Surprisingly similar to “Spotlight” in using an investigative narrative template to explore admittedly very different questions is Denis Villeneuve’s “Blade Runner 2049,” (2017) a sequel to Ridley Scott’s classic sci-fi noir, “Blade Runner” (1982). In Villeneuve’s film too, the objective for the protagonist of the film, Officer K, (Ryan Gosling giving a typically excellent, underrated performance), is set clearly. The newly engineered replicant has to search for the only child born who is a hybrid of a human and an older replicant and “retire” it to stop a war from waging between the two-existing species on Earth. However, as we glide our way through the breathtaking landscapes of an eco-collapsed California (the production design and cinematography are astonishing even upon a re-watch), the search for K becomes increasingly internal, and the film makes that apparent to its audience.
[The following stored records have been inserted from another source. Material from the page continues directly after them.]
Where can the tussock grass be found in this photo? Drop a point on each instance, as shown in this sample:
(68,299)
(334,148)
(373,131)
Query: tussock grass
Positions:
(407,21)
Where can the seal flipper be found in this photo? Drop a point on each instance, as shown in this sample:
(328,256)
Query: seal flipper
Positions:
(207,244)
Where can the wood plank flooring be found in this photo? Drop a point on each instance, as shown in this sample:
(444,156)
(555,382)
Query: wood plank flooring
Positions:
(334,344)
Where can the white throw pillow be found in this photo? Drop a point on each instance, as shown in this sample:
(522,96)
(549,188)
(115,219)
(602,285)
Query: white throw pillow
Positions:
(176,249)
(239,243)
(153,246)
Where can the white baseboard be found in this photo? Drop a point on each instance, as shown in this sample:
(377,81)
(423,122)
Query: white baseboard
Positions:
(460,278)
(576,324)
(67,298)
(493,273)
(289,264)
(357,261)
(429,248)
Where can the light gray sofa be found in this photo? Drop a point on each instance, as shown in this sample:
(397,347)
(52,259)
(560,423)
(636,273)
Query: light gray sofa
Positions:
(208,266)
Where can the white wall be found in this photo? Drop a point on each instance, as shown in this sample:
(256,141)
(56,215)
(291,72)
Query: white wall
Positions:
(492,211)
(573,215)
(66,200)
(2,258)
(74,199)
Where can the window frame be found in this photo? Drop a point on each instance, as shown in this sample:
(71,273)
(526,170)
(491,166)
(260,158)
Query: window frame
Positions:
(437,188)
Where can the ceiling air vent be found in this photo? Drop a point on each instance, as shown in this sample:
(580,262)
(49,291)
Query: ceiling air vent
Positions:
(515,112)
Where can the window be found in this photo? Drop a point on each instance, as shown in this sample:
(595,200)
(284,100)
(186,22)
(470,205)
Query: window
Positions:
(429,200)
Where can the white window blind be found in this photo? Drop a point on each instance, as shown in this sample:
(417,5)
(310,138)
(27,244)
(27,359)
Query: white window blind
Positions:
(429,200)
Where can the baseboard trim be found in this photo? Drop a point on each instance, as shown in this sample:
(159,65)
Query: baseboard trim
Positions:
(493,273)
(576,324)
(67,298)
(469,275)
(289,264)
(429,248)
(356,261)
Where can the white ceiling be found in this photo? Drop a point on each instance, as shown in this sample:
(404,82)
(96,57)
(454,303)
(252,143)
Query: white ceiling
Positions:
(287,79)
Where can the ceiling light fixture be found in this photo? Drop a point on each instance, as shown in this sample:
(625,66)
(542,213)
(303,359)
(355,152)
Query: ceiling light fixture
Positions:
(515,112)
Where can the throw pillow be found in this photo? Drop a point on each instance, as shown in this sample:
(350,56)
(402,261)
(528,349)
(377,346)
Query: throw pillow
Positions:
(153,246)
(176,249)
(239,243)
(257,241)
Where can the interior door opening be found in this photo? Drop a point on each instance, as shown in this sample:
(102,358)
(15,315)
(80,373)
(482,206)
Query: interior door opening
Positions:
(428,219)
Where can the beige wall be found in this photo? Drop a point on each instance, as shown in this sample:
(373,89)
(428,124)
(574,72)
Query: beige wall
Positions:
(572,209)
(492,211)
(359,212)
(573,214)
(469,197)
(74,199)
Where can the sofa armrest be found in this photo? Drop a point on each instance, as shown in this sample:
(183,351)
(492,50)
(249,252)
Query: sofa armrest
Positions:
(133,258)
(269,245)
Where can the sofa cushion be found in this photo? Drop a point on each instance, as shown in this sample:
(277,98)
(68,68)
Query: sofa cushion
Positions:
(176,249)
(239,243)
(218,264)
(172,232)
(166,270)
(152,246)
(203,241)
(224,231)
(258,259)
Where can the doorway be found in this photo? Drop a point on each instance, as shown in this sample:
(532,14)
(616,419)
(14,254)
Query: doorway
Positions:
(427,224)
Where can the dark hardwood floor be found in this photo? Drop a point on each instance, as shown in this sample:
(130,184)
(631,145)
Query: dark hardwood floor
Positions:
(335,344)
Akin to its predecessor, the film overtly addresses this internal search of Officer K, asking the audience to delve deeper to ask questions about how memories define us as individuals, and about what is actually means to human. The film provides definite, but most definitely surprising answers to these heady questions leaving you with both a sense of satisfaction and a lingering sense of sadness that instigated me to do some more internal searching after the film was over.

One of the few directors whose sole objective through his films is to ask the audience to introspect existentially is Terrence Malick, and the auteur continues to ask these questions in his incredibly divisive film “Knight of Cups” (2015). Employing a narrative that consists of “fragments, that never (really) come together,” Malick constructs a hypnotic odyssey with the help of some terrific classical music pieces and Emmanuel Lubezki’s fluid camerawork in which Rick (an effectively affectionless Christian Bale), the protagonist, wanders through Los Angeles, Las Vegas, and of course, deserts and beaches trying to make sense of his life. Malick loosely suggests to the audience that Rick is searching for a “pearl” which he seeks to find through the help of messengers, seen in the form of various women who come and go through his life. However, the pearl isn’t a tangible object. It directly relates to searching for a forgotten feeling. As has become typical of Malick’s films of late, art imitates life here, plunging the audience into the fragmentary headspace of its lost character. The lack of answers may frustrate some viewers, but that is part of the satisfaction for me here. I feel the film’s form imitating the character’s feeling is almost purposeful here, and it always brings me back to experience this journey over and over again.

But, what if the film has no human character from which it can imitate its form? What if there is not even a single line of dialogue in the film? Are the characters still searching for something? The most distinct and challenging narrative puzzle I have seen in recent times is visual artist Scott Barley’s “Sleep Has Her House” (2017) that does still manage to retain this search for something even without a human presence. Presenting the (extremely) slow decay of a landscape seemingly only populated with what seems to be a goat with some mesmerizingly constructed long takes (that too from an iPhone!), and exceptionally eerie sound design, this 90-minute feature film to me felt like a lost landscape in search of its remaining breaths. But, crucially, my attempts to search for meaning in this purely audio-visual film brought me back to the realization that even the most obscure film narratives can engage us if they are made evocatively enough. I continue to think about the strangeness of Barley’s film because we tend to search for meaning even in what might be the most meaningless (or even unknowingly meaningful) things.